Despite all this, Britain’s rip-roaring service sector helped drive expansion in the first quarter. The 0.7 per cent surge in output means that, for a short period at least, the UK was almost certainly the star performer among the Group of Seven richest nations (final figures for Japan are not in).

Much of the uncertainty since March is the result of Donald Trump’s tariffs. Sir Keir Starmer can thank his lucky stars that the Trump White House is obsessed with goods, trade where Britain is broadly in balance with the US, and not services, which continue to boom.

In March services contributed 0.4 per cent to output. In contrast, industrial production fell by 0.7 per cent. 

If the currently marooned car, steel and aluminium manufacturers finally get some clarity of when Trump’s punitive, reciprocal tariffs come off, there is the possibility of a manufacturing recovery.

Meanwhile, Labour’s upbeat rhetoric on housing and construction, with the pledge to sweep planning controls into the sea, has produced a minimal response so far. 

Skills blockages, materials shortages and the nation’s old friend ‘nimbyism’ keep the brakes on.

Most of the commercial surveys, in which economy-watchers place store, have suggested that successive Labour blows to confidence, such as the NI contributions increase and net zero zealotry, would bring investment to a shuddering halt.

Remarkably, business investment has been steaming away, driven by transport (mainly aircraft), machinery and plant.

Unless the data turns out to be a freak, there is a tax lesson in this. A Labour inheritance from Jeremy Hunt and the Tories was a ‘full expensing’ scheme which allows corporations to offset spending on plant and equipment against headline tax.

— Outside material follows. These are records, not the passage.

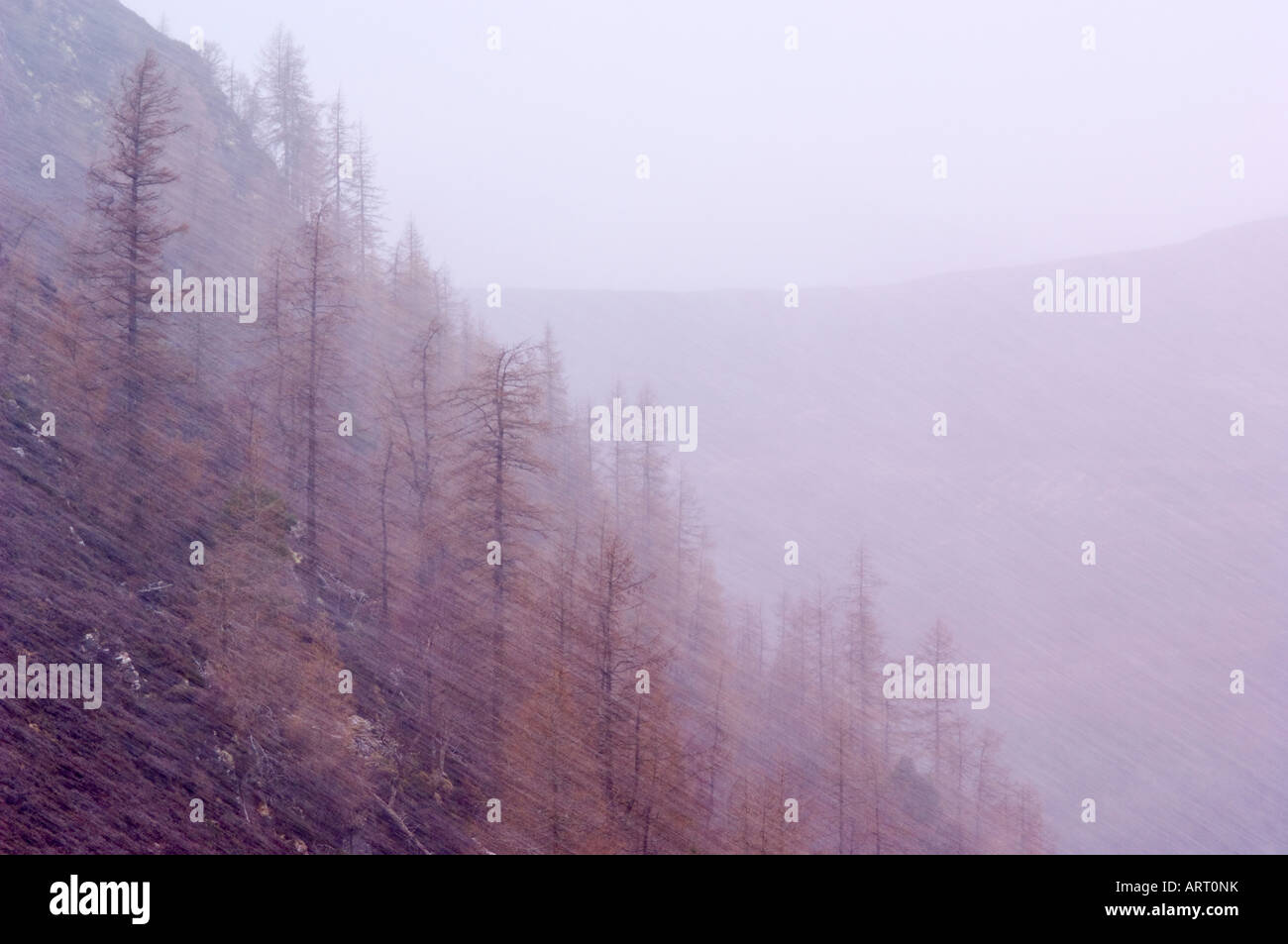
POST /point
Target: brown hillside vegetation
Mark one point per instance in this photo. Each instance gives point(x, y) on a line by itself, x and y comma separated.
point(480, 672)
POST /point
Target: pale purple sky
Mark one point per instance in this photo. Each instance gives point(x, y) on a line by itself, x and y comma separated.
point(810, 166)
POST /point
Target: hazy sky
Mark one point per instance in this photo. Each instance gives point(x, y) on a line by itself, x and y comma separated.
point(809, 166)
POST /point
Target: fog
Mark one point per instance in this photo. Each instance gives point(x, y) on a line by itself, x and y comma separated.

Big decisions on new capital take time to come to fruition. This ought to be a reminder to the Chancellor and the new Second Permanent Secretary of the Treasury, Bank of America emigre Jim O’Neil, (not to be confused with Lord Jim O’Neill, chairman of the Northern Powerhouse) of the power of tax breaks.

Think what might happen were Reeves to use her June public spending review, or her October Budget, to extend full expensing to the digital economy of software, coding, AI, intellectual property and the digital economy.

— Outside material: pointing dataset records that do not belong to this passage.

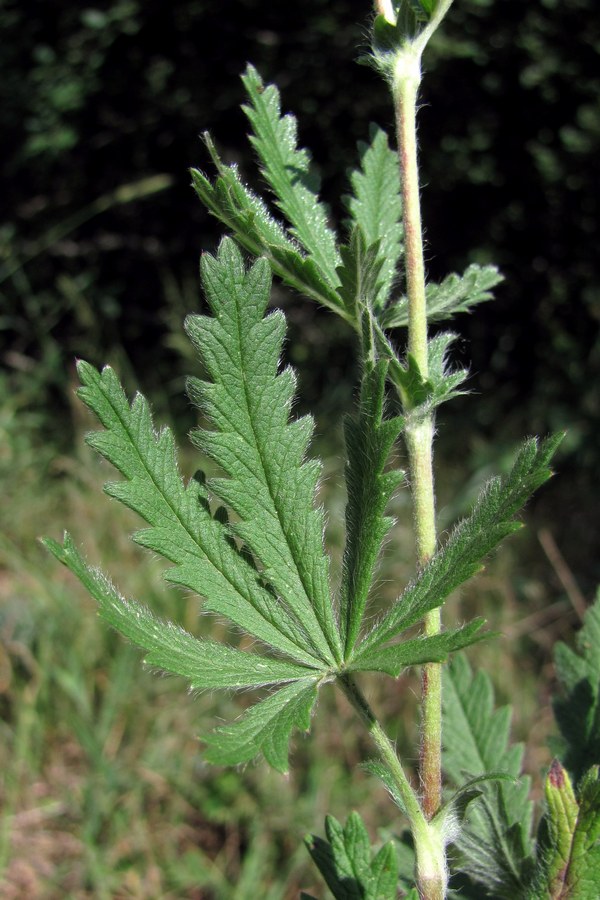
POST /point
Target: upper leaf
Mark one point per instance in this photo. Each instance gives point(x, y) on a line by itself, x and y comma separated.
point(205, 663)
point(182, 528)
point(269, 485)
point(288, 172)
point(456, 293)
point(376, 206)
point(247, 217)
point(577, 710)
point(495, 845)
point(492, 519)
point(369, 439)
point(359, 273)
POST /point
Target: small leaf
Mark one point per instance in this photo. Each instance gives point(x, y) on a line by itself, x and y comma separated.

More houses is a fine goal, but the supercharged growth of Silicon Valley, Israel’s start-up economy and Britain’s Cambridge-Oxford innovation hubs has been built on mind power, computing and IT.

Extending full expensing to the cyber economy could prove a bigger draw for Big Tech to the UK, and an incentive to keep British tech here as opposed to superficial gestures, such as a commitment to allow self-regulation of freedom of content.

There is an opportunity for fresh supply-side thinking around the Cabinet table. Grab it!